Paul is saying that the law has this kind of a function. The law is there to lead us to Christ. It is not there to take the place of Jesus. The law shows us that we are incapable of righteousness. Our very sense of failure leads us to Jesus in awareness that we are not dependent on law but on grace. To push the analogy a bit farther, the slave was not the child's father. He was a child's guardian and disciplinarian. He was a kind of custodian or high class babysitter.

The law did not give life to Israel. Instead, it regulated the life of Israel. The Judaizers taught that the law was necessary for life and righteousness. Paul is saying that they are in error. The work of the guardian was preparation for the child's maturity. Once the child came to maturity, he no longer needed this guardian. For the law was a preparation for the nation of Israel until the coming of the promised Seed, Jesus Christ.

Fourth, in Galatians 3:27-29, Paul declares that the Law cannot do what the Promise can do.

Paul concludes this logical argument by reminding us that we are all sons and daughters of God through faith in Jesus Christ. By our baptism we have been clothed with Christ, literally laying aside the dirty garments of sin and being clothed in fresh clean garments of Christ's righteousness on our behalf.

When a Roman child came of age, he took off his childhood garments and put on the toga of adult citizenship. Paul is saying, "Why in the world are you taking off your adult toga and putting on children's clothes?"

Then he concludes with that gargantuan statement about the oneness we have in Christ Jesus. He declares: "There is neither Jew nor Greek, slave nor free, male nor female, for you are all one in Christ Jesus. If you belong to Christ, then you are Abraham's seed, and heirs according to the promise" (Galatians3:28).

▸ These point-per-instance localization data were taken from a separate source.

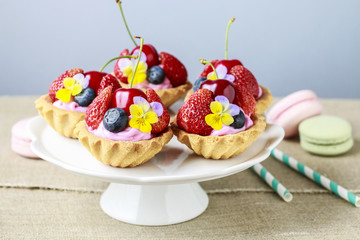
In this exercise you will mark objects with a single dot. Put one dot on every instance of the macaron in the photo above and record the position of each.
(20, 139)
(326, 135)
(293, 109)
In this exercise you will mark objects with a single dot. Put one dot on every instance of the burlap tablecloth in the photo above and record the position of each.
(41, 201)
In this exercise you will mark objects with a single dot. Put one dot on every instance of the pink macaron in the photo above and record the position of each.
(20, 139)
(293, 109)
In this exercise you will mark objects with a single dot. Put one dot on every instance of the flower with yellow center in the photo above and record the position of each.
(143, 114)
(222, 112)
(73, 86)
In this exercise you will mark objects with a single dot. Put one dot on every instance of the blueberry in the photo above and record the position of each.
(239, 120)
(198, 82)
(115, 120)
(85, 97)
(155, 75)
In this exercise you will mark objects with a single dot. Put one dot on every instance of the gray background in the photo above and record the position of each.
(288, 45)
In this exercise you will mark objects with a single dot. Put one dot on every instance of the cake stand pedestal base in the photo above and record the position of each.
(154, 205)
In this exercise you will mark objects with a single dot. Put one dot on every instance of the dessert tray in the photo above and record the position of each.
(164, 190)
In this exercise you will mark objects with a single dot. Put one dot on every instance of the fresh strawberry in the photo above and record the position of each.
(95, 112)
(191, 115)
(244, 98)
(108, 80)
(58, 83)
(117, 70)
(246, 79)
(174, 69)
(208, 69)
(164, 119)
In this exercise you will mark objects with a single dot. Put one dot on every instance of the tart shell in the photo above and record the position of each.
(220, 147)
(121, 153)
(62, 121)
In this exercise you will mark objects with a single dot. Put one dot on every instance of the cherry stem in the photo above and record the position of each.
(138, 60)
(113, 59)
(227, 34)
(203, 61)
(127, 27)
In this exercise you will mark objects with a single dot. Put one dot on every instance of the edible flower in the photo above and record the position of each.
(127, 67)
(143, 114)
(73, 86)
(222, 112)
(221, 71)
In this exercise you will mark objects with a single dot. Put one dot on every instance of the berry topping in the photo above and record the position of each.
(246, 79)
(244, 99)
(95, 79)
(229, 64)
(191, 115)
(208, 69)
(198, 82)
(57, 84)
(123, 98)
(239, 120)
(86, 96)
(152, 57)
(108, 80)
(95, 112)
(164, 119)
(174, 69)
(115, 120)
(220, 87)
(118, 73)
(155, 75)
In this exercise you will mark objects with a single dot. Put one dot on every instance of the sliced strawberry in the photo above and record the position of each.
(58, 83)
(164, 119)
(191, 115)
(174, 69)
(117, 70)
(208, 69)
(245, 100)
(246, 79)
(108, 80)
(95, 112)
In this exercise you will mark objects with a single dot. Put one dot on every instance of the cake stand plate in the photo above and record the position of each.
(164, 190)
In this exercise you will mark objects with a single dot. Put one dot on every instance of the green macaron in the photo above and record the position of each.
(326, 135)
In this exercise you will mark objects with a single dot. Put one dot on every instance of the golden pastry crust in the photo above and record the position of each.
(220, 147)
(170, 95)
(121, 153)
(261, 104)
(62, 121)
(264, 101)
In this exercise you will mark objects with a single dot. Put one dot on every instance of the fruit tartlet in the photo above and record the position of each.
(234, 71)
(68, 98)
(162, 72)
(218, 121)
(125, 127)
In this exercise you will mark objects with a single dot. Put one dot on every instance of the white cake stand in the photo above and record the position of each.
(164, 190)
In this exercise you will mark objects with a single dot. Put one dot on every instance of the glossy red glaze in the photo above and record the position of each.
(95, 79)
(220, 87)
(152, 57)
(228, 63)
(123, 98)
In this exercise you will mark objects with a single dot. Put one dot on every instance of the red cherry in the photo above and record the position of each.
(228, 63)
(220, 87)
(95, 79)
(152, 57)
(123, 98)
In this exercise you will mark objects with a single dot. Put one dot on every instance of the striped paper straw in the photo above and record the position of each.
(317, 177)
(272, 182)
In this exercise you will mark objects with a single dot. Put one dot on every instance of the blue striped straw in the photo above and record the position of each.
(317, 177)
(272, 182)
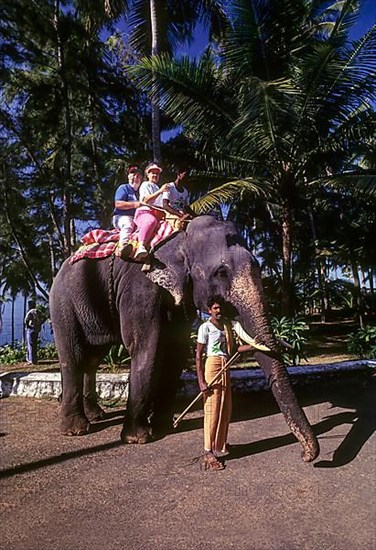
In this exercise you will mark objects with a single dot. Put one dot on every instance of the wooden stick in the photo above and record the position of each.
(217, 376)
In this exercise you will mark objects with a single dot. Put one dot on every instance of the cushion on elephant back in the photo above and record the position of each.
(101, 243)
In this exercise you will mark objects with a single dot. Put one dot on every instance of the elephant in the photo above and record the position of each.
(95, 304)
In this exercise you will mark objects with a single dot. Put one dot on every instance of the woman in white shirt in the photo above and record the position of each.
(147, 218)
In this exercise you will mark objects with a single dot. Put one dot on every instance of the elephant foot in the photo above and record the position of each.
(311, 452)
(93, 411)
(75, 426)
(138, 436)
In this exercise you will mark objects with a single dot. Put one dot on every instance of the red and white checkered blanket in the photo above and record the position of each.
(101, 243)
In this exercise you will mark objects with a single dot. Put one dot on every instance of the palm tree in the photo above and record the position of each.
(284, 108)
(161, 27)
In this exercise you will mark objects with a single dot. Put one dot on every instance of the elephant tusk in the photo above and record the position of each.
(243, 335)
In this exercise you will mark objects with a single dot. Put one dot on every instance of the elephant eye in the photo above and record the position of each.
(221, 272)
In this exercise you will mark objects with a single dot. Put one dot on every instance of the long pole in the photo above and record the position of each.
(217, 376)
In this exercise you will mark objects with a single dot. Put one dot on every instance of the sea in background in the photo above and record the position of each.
(46, 335)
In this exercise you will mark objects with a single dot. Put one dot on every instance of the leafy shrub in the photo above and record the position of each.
(12, 353)
(293, 332)
(48, 352)
(362, 343)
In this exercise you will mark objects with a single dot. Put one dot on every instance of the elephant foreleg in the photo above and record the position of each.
(92, 410)
(142, 383)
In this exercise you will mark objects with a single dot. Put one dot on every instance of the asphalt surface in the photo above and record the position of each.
(94, 493)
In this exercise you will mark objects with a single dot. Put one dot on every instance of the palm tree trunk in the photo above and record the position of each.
(12, 325)
(357, 292)
(155, 114)
(286, 263)
(67, 145)
(320, 269)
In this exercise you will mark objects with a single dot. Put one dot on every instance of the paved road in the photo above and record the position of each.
(93, 493)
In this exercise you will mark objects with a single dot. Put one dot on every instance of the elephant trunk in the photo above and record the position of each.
(246, 295)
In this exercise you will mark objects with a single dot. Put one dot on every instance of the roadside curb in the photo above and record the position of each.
(115, 386)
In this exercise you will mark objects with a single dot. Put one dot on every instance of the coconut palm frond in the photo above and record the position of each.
(364, 184)
(233, 190)
(188, 91)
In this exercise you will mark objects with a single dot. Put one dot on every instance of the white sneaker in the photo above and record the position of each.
(141, 253)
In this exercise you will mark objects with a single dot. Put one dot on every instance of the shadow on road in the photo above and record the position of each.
(357, 395)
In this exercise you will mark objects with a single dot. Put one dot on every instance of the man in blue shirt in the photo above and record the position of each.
(126, 202)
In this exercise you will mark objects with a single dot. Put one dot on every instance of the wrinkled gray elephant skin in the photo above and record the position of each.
(97, 303)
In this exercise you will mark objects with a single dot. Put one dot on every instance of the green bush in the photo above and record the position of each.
(16, 353)
(12, 353)
(362, 343)
(293, 332)
(48, 352)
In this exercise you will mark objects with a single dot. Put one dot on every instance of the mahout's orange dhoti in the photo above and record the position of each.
(217, 406)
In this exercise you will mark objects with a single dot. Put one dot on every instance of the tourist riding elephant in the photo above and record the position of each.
(97, 303)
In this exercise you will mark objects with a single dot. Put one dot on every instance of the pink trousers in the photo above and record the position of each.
(147, 222)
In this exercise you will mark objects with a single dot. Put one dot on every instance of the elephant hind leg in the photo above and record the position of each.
(93, 411)
(139, 435)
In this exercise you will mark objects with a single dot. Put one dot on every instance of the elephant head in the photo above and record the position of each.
(210, 258)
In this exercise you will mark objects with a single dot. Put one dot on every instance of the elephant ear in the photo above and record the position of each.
(170, 267)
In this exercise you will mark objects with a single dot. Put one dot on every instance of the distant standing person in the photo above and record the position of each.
(126, 202)
(176, 200)
(216, 341)
(33, 324)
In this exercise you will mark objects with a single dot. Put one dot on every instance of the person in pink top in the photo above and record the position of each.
(151, 210)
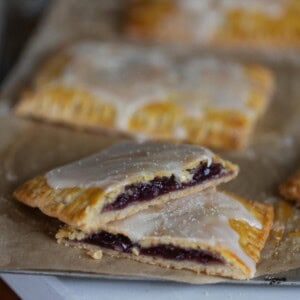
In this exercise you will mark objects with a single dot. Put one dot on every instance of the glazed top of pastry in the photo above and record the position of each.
(132, 76)
(205, 19)
(127, 162)
(202, 217)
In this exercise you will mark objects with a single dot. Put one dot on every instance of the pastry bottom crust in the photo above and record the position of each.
(290, 189)
(224, 270)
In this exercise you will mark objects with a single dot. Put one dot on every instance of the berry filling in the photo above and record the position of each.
(121, 243)
(145, 191)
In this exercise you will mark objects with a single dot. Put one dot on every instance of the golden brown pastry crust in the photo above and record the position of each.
(176, 111)
(241, 24)
(81, 206)
(251, 240)
(290, 189)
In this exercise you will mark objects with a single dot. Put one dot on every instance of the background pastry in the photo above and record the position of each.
(151, 93)
(269, 24)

A first-century Pharisee would pray each morning, "I thank Thee, God, that I am a Jew, not a Gentile; a man, not a woman; and a free man, not a slave."

Aristotle declared that only a comparatively few people could really live worthwhile lives. He named four classes who never could. Slaves could not, for they're the tools of other men. Those who die young could not, for they've not lived long enough to achieve true happiness. Those who are diseased could not, for they are necessarily miserable. Paupers could not, for they do not have sufficient of this world's goods. Take these four classes from first century society or any society and how many would you have left?

Perhaps now you get a feel for what grace can do in an individual life and a society when such narrow restrictions are removed. That is why we say the ground is level at the foot of the cross. That is why, in the chauvinistic society of the first century, the Apostle Paul spoke words of liberation, freedom in Christ.

For God's sake and yours, let's let the mirror show us our need of the cleansing blood of Jesus Christ.

Let's let the guardian escort us into spiritual maturity.

Let's see the Law as a vehicle to Grace and the freedom which is ours in Jesus Christ, not the end in itself.